Hi @gcusello  Thank you for the answer and the SPL Query - it is much appreciated.

I have one more question - related to useACK = true

[tcpout]
defaultGroup = groupA
useACK = true

[tcpout:groupA]
server = x.x.x.x:9999
sslVersions = TLS1.2

[tcpout:groupB]
server = x.x.x.x:9997, x.x.x.x:9997, x.x.x.x:9997, x.x.x.x:9997

 

Can I set useACK = false for groupB? I feel maybe because the groupB indexers are under a huge load and in a different network therefore the acknowledgement would take time or be delayed that's why the data to groupB is not being sent in real-time and has delays because it is waiting for the acknowledgement.

What would you recommend regarding this configuration - setting useACK = false for groupB?

Thank you.

0 Karma

gcusello
Esteemed Legend

Hi @ahmadgul21,

yes you could but I don't hint this: it's always better to have acks!

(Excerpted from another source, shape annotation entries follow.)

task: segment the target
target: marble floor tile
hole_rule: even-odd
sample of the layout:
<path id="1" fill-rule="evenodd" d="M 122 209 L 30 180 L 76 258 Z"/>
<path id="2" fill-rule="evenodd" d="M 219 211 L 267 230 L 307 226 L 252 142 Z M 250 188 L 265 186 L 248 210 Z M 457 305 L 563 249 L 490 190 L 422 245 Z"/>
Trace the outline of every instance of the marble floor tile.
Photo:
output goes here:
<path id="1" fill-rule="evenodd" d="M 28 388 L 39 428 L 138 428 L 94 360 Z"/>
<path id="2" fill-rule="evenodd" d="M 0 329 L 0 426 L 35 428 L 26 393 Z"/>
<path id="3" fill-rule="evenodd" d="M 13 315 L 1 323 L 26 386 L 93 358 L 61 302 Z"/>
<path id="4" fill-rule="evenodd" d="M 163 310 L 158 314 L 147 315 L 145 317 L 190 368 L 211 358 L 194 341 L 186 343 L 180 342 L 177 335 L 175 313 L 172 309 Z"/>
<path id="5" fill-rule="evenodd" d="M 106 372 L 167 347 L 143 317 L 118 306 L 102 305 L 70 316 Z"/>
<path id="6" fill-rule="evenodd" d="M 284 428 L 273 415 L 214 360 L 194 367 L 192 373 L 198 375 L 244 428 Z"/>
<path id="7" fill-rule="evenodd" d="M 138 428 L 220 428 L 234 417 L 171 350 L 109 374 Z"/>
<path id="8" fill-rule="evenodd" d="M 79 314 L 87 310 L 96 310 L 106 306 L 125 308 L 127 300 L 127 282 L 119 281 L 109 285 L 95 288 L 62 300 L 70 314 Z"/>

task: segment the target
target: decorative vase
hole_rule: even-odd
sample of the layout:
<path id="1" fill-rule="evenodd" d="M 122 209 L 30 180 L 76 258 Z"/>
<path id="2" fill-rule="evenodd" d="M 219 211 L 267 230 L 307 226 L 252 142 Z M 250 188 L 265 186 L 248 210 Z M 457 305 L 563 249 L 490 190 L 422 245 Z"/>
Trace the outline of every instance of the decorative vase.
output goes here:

If you have delays, consider them in your searches.

Ciao.

Giuseppe

0 Karma

ahmadgul21
Explorer

Hi @gcusello ,

I was able to finally run the search you provided, can you help me understand the snippet from the output pasted below,

output-ts-comm.PNG

 

 

 

 

 

It seems that there is a lot of queues in the parsing queue - fill percentage is on average around 96% approx.

 

Kind regards

0 Karma

gcusello
Esteemed Legend

Hi @ahmadgul21,

this means that you need to make a tuning activity on some of your hosts because there's a queue.

Ciao.

Giuseppe

0 Karma

ahmadgul21
Explorer

Hi @gcusello ,

I have been trying to figure out how to tune the servers and see if there are any other challenges.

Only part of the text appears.